El amor en los tiempos de la muerte del Mar Menor
Hemos descorchado una botella de vino y estamos hablando de la vida, de cómo viene siendo, y nos da igual que fuera 'se acabe el mundo'
La escena ocurre el miércoles en el restaurante Morales, en el que Carolina y yo vamos a celebrar su cumpleaños. El atento dueño nos lleva a un reservado un tanto escondido con el techo bajo. La luz es cálida y focal 'comme il faut' asegurando una conversación agradable. La iluminación funcionaba perfectamente, la acústica cumplía su función y eliminaba el eco de nuestras palabras.
Fuera, el mundo se encaminaba a su fin. Barcelona ardía de esa forma que la izquierda encuentra romántica y la derecha terrorista, pero que no es otra cosa que la 'dulce guerrilla urbana' de la copla, gente que se divierte con la 'fantasía de un país rebelde', por citar otra canción de León Benavente. Londres ardía con el discurso de la reina y Europa ya ni siquiera ardía, simplemente vegetaba en este abstracto papel histórico que juega en el filo del abismo. El Mar Menor ardía en salmuera y fertilizantes haciendo que los peces se arrastraran asfixiados hasta la orilla en la que el consejero del ramo decía que había sido la DANA, que viene a ser como en su día era ETA: todo es culpa suya aunque esto me trae cierta esperanza en el futuro. A veces también pasan cosas buenas y mañana hará 8 años que ETA dejó de matar. Iba a escribir sobre el Mar Menor, pero es mucha la tristeza. A los vénetos les dieron una ciénaga fría y palúdica y construyeron Venecia. A nosotros nos dieron otra, cálida, limpia, construimos La Manga y permitimos que cuatro empresas matasen el ecosistema. Dedico parte de mi trabajo a contar la grandeza de este viejo reino, pero hoy no se me ocurre nada bueno que decir, la verdad.

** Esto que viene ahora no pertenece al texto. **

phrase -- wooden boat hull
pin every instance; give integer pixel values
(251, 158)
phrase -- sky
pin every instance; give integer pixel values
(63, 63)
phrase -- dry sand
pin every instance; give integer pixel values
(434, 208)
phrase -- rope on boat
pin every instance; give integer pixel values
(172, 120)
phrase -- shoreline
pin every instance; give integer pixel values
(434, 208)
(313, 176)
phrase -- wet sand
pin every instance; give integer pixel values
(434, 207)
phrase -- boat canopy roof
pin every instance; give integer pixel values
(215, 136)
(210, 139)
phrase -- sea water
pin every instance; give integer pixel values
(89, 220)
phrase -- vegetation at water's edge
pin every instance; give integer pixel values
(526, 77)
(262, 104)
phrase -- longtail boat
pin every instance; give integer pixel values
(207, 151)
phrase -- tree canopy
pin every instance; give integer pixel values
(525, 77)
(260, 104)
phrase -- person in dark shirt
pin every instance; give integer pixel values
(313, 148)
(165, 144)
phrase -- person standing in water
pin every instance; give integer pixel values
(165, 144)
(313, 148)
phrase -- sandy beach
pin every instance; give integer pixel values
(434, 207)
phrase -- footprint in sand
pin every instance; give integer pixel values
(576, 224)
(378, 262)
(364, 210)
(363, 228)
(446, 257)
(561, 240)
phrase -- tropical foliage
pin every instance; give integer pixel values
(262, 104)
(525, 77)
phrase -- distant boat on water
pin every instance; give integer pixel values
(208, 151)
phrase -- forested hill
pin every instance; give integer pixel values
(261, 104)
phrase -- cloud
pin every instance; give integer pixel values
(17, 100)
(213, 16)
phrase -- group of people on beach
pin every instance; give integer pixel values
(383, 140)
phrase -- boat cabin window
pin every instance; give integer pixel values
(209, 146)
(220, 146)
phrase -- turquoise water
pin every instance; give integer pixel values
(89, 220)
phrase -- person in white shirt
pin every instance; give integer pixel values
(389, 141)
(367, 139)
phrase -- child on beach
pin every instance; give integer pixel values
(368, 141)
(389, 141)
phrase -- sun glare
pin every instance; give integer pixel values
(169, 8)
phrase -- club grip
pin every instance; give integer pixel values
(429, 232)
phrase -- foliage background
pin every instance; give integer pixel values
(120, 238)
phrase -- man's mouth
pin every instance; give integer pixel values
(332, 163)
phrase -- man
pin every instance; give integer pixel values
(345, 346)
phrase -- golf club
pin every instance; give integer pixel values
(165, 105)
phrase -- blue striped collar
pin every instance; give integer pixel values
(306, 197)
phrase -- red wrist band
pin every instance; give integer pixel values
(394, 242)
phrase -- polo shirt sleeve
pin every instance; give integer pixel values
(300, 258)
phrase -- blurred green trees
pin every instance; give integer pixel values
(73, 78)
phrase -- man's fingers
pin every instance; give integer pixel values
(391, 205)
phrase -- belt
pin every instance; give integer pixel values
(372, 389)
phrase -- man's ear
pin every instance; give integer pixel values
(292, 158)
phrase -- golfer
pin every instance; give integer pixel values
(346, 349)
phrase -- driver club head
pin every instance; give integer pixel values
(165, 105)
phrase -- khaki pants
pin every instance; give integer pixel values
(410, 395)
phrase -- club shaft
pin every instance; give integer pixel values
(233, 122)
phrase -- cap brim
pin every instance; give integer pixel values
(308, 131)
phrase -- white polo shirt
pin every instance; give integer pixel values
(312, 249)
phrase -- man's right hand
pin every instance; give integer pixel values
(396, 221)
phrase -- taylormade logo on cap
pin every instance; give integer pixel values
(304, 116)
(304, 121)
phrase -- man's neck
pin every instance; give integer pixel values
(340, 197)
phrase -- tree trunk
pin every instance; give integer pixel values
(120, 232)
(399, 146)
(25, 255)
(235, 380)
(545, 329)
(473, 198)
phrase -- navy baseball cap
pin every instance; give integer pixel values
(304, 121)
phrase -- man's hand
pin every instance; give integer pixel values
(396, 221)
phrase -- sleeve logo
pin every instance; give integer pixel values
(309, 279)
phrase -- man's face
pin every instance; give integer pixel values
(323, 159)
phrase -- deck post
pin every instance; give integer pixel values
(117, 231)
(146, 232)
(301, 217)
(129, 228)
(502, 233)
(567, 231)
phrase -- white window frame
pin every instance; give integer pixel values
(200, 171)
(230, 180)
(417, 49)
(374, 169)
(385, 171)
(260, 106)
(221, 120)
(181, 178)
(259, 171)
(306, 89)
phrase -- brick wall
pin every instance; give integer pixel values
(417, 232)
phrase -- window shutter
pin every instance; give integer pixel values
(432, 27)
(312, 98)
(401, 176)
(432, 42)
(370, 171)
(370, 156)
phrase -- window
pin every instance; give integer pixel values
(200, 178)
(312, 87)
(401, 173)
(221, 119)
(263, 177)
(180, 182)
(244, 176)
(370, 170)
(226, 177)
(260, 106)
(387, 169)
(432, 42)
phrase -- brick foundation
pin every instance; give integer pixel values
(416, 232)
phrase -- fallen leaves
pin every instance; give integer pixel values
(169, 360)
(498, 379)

Fuera, el mundo se derrumbaba pero la luz caliente, un poco anaranjada, sobre el mantel blanco era un camino irresistible para juntar nuestras manos y mirarnos como los dos tontos que somos. Llevamos 27 años juntos y nos seguimos contando cosas y celebrando cumpleaños juntos, lejos del ruido y de las conversaciones. Nos miramos a los ojos y no vemos las arrugas que nos han ido saliendo sin que tuviésemos tiempo de darnos cuenta porque, además de enamorados, somos autónomos.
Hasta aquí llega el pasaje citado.